Anyway, Drake is great as Dr. Giggles. Every single word of dialogue he speaks is a medical-themed one-liner ("I'm not really seeing patients yet, but for you, I'll make an exception," "Visiting hours are over," "Open up and say ah," etc.) but somehow, they all seem to come from within the character. They don't make him seem like a slumming character actor; they make him seem like a total fucking nutcase who has his own separate reality running in his head at all times. His façade never breaks down. He never gets angry or threatens to rip somebody's lungs out. He maintains his bedside manner and soft-spoken bemusement at all times, even when he's chasing somebody around with a hypodermic needle or fencing with one of those rubber hammers they use to test reflexes. But at the same time, there's an undercurrent of gleeful sadism bubbling just below the surface, as if, deep down, he knows this doctor persona he's concocted is all for show. It's a hilariously deadpan performance that, in a different era, would have spawned a dozen straight-to-video sequels. Plus, there's one really creepy part where he keeps giggling hysterically while simultaneously whimpering in pain from a gunshot wound. You get the idea that the giggling is a coping mechanism for the good doctor, so even though the pain is very real (he's far from an invincible superslasher), he just laughs it away. He did the same thing as a child when his mother died. With no dialogue designed to develop his character, Drake gives you a little insight into the way Dr. Giggles' mind works. And really, in a movie like this, a little is all you need.

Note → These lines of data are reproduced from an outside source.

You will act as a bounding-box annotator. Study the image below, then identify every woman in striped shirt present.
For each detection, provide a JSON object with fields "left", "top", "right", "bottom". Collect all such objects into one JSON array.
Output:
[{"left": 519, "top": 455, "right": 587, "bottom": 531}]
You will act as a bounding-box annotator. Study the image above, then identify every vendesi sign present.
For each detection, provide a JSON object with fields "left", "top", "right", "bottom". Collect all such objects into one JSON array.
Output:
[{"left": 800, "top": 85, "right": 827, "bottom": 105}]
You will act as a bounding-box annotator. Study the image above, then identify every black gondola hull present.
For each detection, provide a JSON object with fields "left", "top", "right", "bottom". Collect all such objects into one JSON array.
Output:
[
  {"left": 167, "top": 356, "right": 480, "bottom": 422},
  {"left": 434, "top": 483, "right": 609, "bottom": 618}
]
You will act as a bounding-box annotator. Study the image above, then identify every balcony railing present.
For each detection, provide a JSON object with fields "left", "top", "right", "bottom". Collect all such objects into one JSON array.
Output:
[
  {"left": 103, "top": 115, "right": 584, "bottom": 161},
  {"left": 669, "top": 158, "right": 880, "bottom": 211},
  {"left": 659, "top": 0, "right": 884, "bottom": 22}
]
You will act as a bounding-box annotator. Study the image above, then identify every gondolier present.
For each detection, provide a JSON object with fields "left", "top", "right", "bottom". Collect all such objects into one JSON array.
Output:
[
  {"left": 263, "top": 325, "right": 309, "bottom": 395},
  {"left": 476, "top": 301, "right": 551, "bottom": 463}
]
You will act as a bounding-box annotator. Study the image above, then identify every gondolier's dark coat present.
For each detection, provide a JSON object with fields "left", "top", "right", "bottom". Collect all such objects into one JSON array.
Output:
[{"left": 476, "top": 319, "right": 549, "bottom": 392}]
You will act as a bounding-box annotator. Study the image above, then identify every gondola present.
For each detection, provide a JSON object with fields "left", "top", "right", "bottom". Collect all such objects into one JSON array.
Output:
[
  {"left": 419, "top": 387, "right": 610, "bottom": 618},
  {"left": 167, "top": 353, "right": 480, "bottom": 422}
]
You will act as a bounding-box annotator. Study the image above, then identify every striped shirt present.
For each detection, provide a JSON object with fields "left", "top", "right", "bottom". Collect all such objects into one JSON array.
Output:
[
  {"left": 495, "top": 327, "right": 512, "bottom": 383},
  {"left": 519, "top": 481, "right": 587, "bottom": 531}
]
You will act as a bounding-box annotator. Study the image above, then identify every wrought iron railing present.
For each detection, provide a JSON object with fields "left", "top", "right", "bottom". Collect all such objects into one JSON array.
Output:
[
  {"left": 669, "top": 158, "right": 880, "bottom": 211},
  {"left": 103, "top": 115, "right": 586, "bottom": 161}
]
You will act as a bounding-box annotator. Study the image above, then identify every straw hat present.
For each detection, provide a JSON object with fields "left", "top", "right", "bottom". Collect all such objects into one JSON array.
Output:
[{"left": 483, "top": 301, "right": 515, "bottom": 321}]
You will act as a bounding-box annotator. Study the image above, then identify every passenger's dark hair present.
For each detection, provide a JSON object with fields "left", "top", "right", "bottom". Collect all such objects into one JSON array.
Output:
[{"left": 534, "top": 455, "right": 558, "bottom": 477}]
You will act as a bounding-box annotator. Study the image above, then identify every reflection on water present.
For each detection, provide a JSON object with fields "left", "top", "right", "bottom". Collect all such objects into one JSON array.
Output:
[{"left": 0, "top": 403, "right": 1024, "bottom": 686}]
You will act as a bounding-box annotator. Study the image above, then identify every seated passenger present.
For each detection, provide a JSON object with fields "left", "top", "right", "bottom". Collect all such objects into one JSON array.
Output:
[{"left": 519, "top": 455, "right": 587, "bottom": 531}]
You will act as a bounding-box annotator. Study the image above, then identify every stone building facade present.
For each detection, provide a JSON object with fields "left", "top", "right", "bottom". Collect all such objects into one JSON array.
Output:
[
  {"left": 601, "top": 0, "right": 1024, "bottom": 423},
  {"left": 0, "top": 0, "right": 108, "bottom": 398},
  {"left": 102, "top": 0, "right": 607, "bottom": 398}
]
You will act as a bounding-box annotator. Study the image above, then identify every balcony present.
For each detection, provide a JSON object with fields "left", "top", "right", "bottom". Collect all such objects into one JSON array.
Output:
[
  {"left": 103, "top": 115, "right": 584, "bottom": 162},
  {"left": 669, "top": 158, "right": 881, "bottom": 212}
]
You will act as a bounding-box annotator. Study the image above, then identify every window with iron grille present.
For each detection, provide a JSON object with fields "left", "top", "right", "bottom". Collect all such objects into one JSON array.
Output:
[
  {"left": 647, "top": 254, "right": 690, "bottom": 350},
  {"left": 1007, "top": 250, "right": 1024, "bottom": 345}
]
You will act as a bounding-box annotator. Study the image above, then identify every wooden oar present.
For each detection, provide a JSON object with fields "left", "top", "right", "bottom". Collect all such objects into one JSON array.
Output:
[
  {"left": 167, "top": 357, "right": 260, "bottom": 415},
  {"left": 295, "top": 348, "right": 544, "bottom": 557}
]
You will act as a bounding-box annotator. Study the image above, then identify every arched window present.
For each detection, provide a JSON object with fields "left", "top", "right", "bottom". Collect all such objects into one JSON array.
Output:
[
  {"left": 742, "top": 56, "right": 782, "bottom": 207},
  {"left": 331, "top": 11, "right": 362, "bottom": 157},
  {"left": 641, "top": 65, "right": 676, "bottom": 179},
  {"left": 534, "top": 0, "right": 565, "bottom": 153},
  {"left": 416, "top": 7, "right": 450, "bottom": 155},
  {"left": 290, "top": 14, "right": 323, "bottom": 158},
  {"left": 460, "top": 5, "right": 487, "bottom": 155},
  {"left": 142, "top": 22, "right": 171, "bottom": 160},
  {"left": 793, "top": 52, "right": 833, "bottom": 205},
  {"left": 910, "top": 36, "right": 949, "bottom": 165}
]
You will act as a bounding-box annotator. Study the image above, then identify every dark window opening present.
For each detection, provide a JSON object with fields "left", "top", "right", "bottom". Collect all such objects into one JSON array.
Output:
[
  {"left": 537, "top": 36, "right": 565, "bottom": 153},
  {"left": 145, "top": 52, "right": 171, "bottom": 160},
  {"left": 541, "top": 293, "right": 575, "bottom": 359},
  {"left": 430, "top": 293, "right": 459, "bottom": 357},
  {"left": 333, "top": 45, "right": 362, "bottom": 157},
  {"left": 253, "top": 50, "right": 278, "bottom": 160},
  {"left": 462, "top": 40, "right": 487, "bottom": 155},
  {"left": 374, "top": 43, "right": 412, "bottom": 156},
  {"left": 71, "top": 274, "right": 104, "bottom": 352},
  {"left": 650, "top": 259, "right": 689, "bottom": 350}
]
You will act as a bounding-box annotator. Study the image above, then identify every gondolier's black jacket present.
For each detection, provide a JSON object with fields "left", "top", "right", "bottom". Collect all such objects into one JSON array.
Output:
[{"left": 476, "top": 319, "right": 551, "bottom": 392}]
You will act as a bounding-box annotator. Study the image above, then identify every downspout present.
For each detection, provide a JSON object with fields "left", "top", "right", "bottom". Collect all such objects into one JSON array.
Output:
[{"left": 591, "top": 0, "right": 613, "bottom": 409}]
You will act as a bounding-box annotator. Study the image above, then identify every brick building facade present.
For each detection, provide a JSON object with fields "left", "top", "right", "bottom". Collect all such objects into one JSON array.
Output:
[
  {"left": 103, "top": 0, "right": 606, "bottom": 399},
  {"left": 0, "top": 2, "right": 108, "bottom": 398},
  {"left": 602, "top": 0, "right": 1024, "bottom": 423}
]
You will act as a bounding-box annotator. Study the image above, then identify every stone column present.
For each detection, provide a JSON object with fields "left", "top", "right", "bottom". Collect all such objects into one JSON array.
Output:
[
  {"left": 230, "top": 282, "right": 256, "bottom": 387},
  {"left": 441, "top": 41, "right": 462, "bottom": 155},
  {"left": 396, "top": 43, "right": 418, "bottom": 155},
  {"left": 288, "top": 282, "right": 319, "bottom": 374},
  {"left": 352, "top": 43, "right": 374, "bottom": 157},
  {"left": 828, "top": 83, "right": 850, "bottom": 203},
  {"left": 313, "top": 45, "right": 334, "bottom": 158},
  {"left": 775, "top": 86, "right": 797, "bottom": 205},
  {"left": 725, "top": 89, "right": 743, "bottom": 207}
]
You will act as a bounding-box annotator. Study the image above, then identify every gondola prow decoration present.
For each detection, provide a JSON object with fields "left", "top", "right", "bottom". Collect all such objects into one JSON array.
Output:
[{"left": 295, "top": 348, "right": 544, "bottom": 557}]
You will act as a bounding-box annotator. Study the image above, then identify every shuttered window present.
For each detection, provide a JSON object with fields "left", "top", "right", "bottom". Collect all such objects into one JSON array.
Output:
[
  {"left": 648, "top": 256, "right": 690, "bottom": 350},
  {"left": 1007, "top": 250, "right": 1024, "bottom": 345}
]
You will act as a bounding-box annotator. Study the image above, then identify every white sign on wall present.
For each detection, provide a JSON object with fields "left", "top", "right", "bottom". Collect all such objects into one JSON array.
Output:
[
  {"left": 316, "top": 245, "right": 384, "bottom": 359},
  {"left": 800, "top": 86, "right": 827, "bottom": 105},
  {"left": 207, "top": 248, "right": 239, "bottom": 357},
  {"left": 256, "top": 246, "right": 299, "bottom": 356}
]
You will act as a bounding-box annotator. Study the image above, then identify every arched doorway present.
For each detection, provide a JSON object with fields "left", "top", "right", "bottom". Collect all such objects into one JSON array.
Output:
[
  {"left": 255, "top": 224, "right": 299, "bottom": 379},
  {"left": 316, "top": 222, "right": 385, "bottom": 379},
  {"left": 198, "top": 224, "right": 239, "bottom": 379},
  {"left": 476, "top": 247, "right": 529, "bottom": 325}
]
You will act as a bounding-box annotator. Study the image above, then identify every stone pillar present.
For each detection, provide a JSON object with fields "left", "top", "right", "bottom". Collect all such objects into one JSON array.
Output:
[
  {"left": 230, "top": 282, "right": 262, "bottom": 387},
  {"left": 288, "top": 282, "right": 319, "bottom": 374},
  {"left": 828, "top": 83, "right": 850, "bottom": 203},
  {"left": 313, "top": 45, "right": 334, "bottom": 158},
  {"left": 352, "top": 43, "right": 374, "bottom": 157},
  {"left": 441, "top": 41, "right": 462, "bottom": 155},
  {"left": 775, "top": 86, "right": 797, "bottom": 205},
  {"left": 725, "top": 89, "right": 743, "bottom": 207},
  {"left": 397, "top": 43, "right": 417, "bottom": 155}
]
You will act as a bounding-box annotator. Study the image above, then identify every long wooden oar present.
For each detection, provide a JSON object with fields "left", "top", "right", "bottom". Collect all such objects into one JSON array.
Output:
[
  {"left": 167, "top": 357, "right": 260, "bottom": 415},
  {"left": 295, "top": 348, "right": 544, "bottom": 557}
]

I think Dr. Giggles is ripe for a revival, but there's one part of the movie that just doesn't make sense. One of the teenage couples has doomed itself by playing a prank on the token black couple (the first to buy it, naturally) and retiring to the bedroom to fuck. So while the chick puts on the dude's mom's lingerie (which is creepy in its own right), the dude goes into the bathroom to put on the condom. Did people ever really do that? Were people in 1992 so scared of AIDS that they put on the rubber before the foreplay even started? Getting a handjob with a condom on would totally suck. But then the guy ends up losing the condom in the toilet while his girlfriend is getting murdered, so he says, "Maybe she won't notice." What? How the fuck is she not gonna notice that his pecker isn't encased in slimy latex? Was he just gonna walk out of the bathroom and jam it right in her without preamble? No diddling, no oral, no nothing? What a pig. And even if he had managed to put the condom on, was he planning on stepping out with his dong ensheathed and declaring, "Present vagina! It is safe for me to enter you now!" Man, sex in the early nineties must have been boring. I was only having sex with myself at the time, but I gotta say, I was much more romantic. Of course, it helps if you're completely head over heels in love with your partner.

In closing, watch Dr. Giggles. And practice safe sex, but don't be a fucking Nazi about it. A naked cock is not a lit stick of dynamite.